Her and her husband had the good fortune of being able to attend therapy, but she said the first thing the therapist noted was that they had nothing in common except "other people ... so why don't you just go be with other people."

When she was asked if it was different once she finally ended that relationship and began seeing her current husband, Dwyane Wade. "I think initially it wasn't different," Union conceded, saying that both she and Wade had to commit to themselves and do the "inner work" to heal themselves so they could be better together.

"We randomly came back around as more healed people and more open to understanding our complicity in some of the challenges that we created for ourselves," she said.

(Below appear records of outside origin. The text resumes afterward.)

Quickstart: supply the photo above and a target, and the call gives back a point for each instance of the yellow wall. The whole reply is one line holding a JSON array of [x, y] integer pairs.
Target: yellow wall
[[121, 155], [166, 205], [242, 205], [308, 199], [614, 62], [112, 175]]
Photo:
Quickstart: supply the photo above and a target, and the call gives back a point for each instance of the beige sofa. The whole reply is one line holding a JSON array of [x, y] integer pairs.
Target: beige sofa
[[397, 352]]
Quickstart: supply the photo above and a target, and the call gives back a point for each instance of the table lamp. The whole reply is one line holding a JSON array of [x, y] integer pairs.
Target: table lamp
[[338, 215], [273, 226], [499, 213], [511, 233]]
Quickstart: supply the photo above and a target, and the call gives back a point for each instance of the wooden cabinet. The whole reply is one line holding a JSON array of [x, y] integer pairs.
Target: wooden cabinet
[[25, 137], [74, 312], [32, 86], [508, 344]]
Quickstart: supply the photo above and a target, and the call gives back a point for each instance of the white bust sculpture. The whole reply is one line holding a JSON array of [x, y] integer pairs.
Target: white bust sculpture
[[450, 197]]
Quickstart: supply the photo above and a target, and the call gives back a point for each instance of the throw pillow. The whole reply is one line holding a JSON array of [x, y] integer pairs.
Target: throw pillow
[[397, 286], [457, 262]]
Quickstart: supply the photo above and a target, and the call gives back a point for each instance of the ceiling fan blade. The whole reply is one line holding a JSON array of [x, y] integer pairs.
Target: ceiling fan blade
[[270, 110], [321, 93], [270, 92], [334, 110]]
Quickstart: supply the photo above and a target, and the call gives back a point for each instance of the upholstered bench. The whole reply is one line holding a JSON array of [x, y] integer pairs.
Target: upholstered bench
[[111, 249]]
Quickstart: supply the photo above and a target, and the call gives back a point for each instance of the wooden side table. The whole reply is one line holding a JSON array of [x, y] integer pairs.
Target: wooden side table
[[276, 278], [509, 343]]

"We are way easier to point the finger, you did this to me, you caused that, this person did this, and it's like, okay, we're grown," Union added. "I'm super-grown at this-- I'm 40+ at this point and it's like, I don't want to live like this. None of this feels good and it's exhausting and I want a love that feels like freedom."

Whereas before all she knew was how to invite someone dysfunctional to join her in her dysfunction, she feels that she and Wade have done the work -- or are continuing to do the work -- to come at their relationship from a stronger place of mental health, understanding and self-worth.

"Now we're both free and we are free to choose ourselves and free to choose each other every day, which is a completely different sentiment," she told Shepard.